On consumer side please use the CombinedParquetInputFile: which will force multiple small files to be read from a single task .
在生产者方面:用户合并(numFiles)有足够的文件作为输出.
On Producer side : User coalesce(numFiles) to have adequate no of files as output.

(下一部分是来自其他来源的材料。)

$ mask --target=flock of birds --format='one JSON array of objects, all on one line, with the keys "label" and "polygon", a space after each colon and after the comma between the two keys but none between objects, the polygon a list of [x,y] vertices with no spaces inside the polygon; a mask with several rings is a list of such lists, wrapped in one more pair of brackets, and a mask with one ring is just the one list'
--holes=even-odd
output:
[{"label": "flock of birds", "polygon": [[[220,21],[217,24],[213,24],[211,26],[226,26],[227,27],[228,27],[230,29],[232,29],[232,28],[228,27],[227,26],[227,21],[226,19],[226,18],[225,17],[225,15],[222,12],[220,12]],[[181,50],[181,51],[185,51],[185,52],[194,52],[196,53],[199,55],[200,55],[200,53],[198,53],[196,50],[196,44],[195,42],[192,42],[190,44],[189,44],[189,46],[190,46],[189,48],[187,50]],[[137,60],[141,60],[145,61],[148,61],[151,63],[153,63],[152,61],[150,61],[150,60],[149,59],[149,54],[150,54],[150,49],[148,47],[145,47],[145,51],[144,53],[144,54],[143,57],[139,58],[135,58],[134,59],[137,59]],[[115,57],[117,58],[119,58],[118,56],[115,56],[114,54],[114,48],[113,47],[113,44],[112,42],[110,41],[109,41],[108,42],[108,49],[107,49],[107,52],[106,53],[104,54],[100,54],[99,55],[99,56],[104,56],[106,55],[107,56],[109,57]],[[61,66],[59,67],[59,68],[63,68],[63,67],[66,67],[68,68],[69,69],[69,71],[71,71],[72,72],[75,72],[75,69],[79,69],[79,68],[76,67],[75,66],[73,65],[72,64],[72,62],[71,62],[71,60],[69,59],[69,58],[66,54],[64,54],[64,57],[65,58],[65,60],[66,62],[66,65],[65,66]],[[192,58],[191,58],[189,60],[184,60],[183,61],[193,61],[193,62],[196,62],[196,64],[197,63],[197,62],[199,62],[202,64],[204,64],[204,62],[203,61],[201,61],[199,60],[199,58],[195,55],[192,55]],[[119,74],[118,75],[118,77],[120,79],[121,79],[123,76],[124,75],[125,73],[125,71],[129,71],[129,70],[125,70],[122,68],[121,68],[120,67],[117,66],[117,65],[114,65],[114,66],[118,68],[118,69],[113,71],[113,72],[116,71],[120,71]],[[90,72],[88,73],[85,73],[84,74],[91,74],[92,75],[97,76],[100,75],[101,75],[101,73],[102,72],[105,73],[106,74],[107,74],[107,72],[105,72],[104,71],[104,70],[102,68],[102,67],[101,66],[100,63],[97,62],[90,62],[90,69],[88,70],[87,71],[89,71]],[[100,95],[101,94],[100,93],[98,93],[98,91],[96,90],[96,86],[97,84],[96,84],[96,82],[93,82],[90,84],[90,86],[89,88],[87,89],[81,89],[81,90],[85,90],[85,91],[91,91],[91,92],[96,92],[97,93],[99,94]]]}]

如何在 spark 中使用 customInputFileFormat 并形成 RDD 和 Dataframes :
How to use the customInputFileFormat in spark and form RDD and Dataframes :
JavaRDD<Row> javaRDD = sc.newAPIHadoopFile(hdfsInputPath, CombineParquetInputFormat.class, Void.class, "AvroPojo.class", sc.hadoopConfiguration())
.values()
.map(p -> {
Row row = RowFactory.create(avroPojoToObjectArray((p));
return row;
});
sc.hadoopConfiguration().setBoolean(FileInputFormat.INPUT_DIR_RECURSIVE,true);
//set max split size else only 1 task wil be spawned
sc.hadoopConfiguration().setLong("mapreduce.input.fileinputformat.split.maxsize", (long) (128 * 1024 * 1024));
StructType outputSchema = (StructType) SchemaConverters.toSqlType(Profile.getClassSchema()).dataType();
final DataFrame requiredDataFrame = sqlContext.createDataFrame(javaRDD, outputSchema);
请参考http://bytepadding.com/big-data/spark/combineparquetfileinputformat/ 深入理解
这篇关于如何使用 Spark 高效读取多个小型镶木地板文件?有CombineParquetInputFormat 吗?的文章就介绍到这了,希望我们推荐的答案对大家有所帮助,也希望大家多多支持IT屋!